Darrell Jones celebrates with his attorneys after being found not-guilty of a 1985 murder after a judge vacated his earlier conviction. To his right is Lisa Kavanaugh, director of the state's Innocence Program

Darrell Jones celebrates with his attorneys after being found not-guilty of a 1985 murder after a judge vacated his earlier conviction. To his right is Lisa Kavanaugh, director of the state's Innocence Program

About five years ago, I received an unusual proposal.

A convicted murderer contacted me to say he wanted to write for the New England Center for Investigative Reporting, the nonprofit news outlet where I work.

Darrell Jones sent a message through his wife that he was uniquely positioned to report on criminal justice because of his 30 years behind bars. He invited me to talk about ideas at the maximum-security Souza-Baranowski Correctional Center, about an hour outside Boston.

I accepted the invitation and took an evening drive to the prison. As we talked in the visiting room, separated by a thin red line taped to the floor, I realized the most interesting story to tell was that of Jones himself. He told me that at age 19, he was wrongly convicted by an all-white jury of a fatal shooting in a Brockton parking lot.

Jones said that the state’s case against him included no physical evidence, motive, or eyewitness who definitively pointed to him in court. Jones was being represented by attorneys from the state’s Innocence Program, a small legal team convinced of his innocence and seeking to re-open his case.

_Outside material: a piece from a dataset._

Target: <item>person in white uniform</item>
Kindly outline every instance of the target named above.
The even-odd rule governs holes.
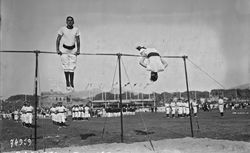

I took the question of whether Jones was innocent to an investigative journalism class I teach at Boston University, where students and professional journalists work side by side. Students learn investigative tools like filing public records requests, reading court records, analyzing data and interviewing reluctant sources while working on real-world stories. Other investigations launched in this class include a focus on the treatment of the state’s aging inmate population and the rising number of student suicides on Massachusetts college campuses.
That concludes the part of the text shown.